28 June 2026, 06:18

Kplus Group beantragt Schutzschirmverfahren zur Abwendung der Insolvenz

St. Lukas Clinic: Statement by Kplus Group on the applied protective shield procedure

Kplus Group beantragt Schutzschirmverfahren zur Abwendung der Insolvenz

Die Kplus Group hat beim Amtsgericht Wuppertal ein Eigenverwaltungsverfahren zur Restrukturierung beantragt. Betroffen sind ihre Krankenhäuser in Solingen, Hilden und Haan sowie die Holdinggesellschaft. Die Gruppe bleibt zwar zahlungsfähig, warnt jedoch vor einer möglichen Insolvenz noch in diesem Jahr, falls keine Gegenmaßnahmen ergriffen werden.

Ziel der Umstrukturierung ist es, den Betrieb zu stabilisieren, bestehende Verträge zu überprüfen und neue Vereinbarungen auszuhandeln. Im Rahmen des Schutzverfahrens werden die Krankenhausleistungen ohne Unterbrechung weitergeführt. Die Gehälter der Mitarbeiter werden für drei Monate von der Bundesagentur für Arbeit abgesichert.
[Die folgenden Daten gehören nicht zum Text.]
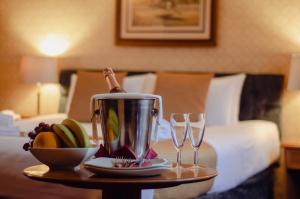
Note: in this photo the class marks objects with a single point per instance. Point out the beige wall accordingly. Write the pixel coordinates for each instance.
(253, 36)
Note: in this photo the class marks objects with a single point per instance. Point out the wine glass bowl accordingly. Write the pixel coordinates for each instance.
(196, 129)
(179, 131)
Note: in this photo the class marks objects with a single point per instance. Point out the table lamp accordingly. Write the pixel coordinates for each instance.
(294, 76)
(38, 70)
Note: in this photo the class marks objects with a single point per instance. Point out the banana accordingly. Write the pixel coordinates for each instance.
(78, 131)
(65, 135)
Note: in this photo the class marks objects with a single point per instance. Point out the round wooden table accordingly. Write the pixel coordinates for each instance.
(117, 187)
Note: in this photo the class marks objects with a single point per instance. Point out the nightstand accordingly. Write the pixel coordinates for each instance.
(292, 169)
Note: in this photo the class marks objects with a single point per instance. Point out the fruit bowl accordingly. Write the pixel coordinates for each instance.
(62, 158)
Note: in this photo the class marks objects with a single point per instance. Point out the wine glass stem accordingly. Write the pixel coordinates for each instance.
(195, 157)
(178, 158)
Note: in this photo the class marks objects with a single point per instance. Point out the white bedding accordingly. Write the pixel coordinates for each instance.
(243, 149)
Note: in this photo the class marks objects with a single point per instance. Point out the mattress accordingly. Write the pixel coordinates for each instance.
(243, 149)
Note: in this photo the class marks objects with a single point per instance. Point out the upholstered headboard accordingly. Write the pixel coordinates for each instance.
(260, 99)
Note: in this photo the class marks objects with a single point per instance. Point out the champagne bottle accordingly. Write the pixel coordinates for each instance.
(113, 85)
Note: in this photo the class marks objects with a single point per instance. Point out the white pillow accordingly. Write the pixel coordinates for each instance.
(71, 92)
(140, 83)
(223, 100)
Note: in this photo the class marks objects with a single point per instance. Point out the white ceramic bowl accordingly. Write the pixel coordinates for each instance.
(63, 158)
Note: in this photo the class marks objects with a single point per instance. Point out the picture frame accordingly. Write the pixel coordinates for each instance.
(166, 22)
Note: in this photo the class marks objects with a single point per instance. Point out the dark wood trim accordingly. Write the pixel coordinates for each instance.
(167, 43)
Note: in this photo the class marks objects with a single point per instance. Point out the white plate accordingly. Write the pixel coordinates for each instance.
(108, 163)
(107, 169)
(123, 172)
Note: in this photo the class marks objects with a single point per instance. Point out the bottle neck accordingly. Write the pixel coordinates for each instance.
(112, 83)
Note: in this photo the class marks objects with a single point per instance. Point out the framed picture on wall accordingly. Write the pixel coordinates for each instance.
(166, 22)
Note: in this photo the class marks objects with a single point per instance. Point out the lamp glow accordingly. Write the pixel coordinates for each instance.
(53, 45)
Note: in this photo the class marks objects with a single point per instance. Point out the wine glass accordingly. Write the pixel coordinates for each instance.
(196, 129)
(179, 130)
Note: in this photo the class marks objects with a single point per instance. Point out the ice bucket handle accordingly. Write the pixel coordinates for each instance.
(95, 108)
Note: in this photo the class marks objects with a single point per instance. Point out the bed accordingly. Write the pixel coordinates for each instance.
(247, 151)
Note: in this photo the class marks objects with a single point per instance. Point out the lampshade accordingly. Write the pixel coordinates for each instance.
(294, 77)
(39, 69)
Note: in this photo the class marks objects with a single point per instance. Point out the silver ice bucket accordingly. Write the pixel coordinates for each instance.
(127, 119)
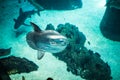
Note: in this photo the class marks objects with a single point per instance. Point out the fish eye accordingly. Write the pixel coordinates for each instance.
(52, 42)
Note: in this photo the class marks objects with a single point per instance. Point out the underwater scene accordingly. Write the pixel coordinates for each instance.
(59, 39)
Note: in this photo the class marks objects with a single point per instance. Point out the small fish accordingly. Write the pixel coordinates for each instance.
(45, 41)
(113, 3)
(22, 17)
(4, 52)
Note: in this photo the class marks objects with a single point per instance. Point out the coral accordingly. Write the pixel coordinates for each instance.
(81, 61)
(4, 52)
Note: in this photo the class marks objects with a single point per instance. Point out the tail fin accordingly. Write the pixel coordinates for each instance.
(36, 28)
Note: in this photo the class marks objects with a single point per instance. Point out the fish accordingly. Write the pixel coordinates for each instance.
(4, 52)
(45, 41)
(113, 4)
(22, 17)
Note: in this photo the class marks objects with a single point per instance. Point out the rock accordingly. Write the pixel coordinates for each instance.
(81, 61)
(75, 37)
(3, 74)
(56, 4)
(13, 65)
(4, 52)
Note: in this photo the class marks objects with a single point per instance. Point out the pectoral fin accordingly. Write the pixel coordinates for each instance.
(40, 54)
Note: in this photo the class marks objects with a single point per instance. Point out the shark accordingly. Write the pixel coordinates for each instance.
(22, 17)
(45, 41)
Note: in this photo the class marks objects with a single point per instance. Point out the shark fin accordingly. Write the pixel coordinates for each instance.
(38, 12)
(15, 20)
(40, 54)
(36, 28)
(20, 11)
(26, 24)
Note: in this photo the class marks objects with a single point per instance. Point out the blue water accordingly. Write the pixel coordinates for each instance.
(86, 18)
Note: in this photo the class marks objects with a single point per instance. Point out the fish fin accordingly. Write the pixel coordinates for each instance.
(38, 12)
(36, 28)
(40, 54)
(26, 24)
(15, 20)
(21, 11)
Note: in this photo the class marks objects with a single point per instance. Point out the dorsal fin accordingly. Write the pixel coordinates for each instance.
(15, 20)
(20, 11)
(36, 28)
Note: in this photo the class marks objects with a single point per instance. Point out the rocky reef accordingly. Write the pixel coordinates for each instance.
(81, 61)
(4, 52)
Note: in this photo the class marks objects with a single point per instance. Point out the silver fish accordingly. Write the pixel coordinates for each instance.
(45, 41)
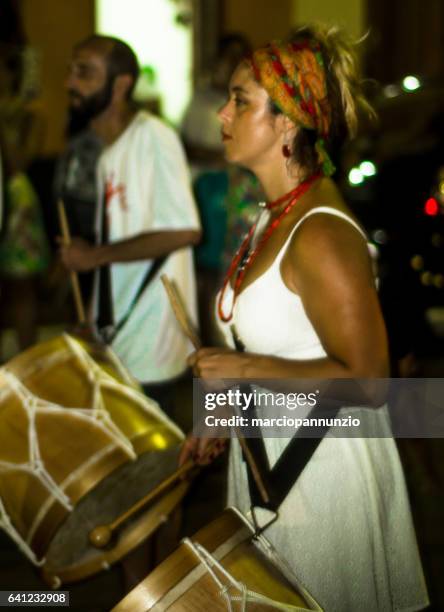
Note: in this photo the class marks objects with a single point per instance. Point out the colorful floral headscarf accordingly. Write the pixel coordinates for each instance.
(294, 77)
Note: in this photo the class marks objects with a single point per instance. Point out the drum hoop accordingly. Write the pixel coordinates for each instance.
(136, 600)
(135, 534)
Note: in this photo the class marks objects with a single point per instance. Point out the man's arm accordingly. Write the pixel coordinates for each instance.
(82, 256)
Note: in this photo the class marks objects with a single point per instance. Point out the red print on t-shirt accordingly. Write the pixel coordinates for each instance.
(112, 189)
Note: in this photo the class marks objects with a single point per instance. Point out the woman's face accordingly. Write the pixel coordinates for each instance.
(251, 134)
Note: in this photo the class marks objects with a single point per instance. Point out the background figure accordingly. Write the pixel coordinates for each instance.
(300, 296)
(75, 184)
(24, 250)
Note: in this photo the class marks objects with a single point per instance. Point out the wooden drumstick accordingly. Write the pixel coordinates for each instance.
(180, 313)
(64, 227)
(101, 535)
(188, 330)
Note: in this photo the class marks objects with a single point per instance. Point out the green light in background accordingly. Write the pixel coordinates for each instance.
(367, 168)
(159, 41)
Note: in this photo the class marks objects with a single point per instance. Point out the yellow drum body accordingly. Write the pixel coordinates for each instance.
(215, 570)
(78, 446)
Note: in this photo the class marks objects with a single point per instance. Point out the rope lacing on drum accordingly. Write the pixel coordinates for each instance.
(244, 595)
(6, 525)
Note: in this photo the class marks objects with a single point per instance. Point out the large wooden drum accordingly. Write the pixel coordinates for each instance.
(79, 445)
(223, 567)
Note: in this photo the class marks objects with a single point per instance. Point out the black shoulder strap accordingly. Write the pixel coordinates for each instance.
(281, 478)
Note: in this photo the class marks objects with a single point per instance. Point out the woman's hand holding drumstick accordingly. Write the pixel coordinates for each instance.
(195, 445)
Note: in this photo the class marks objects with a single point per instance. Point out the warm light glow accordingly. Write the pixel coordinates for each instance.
(427, 278)
(431, 207)
(391, 91)
(417, 262)
(411, 83)
(150, 27)
(367, 168)
(355, 176)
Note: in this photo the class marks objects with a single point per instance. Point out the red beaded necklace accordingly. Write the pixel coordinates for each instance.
(243, 260)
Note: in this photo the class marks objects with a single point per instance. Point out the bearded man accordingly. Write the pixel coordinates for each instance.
(146, 218)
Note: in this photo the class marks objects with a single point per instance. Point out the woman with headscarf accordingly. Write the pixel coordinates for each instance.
(300, 295)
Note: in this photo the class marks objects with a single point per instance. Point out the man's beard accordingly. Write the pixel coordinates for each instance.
(91, 106)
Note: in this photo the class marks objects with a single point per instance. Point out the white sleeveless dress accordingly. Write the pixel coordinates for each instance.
(345, 528)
Auch die Genesis GmbH, zuständig für die zentrale Verpflegungsversorgung, ist in den Restrukturierungsrahmen einbezogen. Im Zuge der Pläne werden die Fachabteilungen der St.-Lukas-Klinik in Solingen bis Anfang nächsten Jahres nach Hilden und Haan verlegt.

Mehrere Einrichtungen bleiben von den Änderungen unberührt: Das St.-Remigius-Krankenhaus in Leverkusen-Opladen sowie neun Seniorenpflegeheime arbeiten wie gewohnt weiter. Auch die ambulanten Kliniken, Therapiezentren und das Katholische Bildungszentrum in Haan – einschließlich der Ausbildung von Pflegekräften – führen ihren Betrieb unverändert fort.

Das Schutzschirmverfahren ermöglicht es der Kplus Group, den Betrieb aufrechtzuerhalten, während sie die finanziellen Herausforderungen bewältigt. Krankenhäuser, Pflegeeinrichtungen und Ausbildungsprogramme laufen planmäßig weiter. Der Prozess bietet einen strukturierten Ansatz, um eine Insolvenz abzuwenden und die Zukunft des Unternehmens langfristig zu sichern.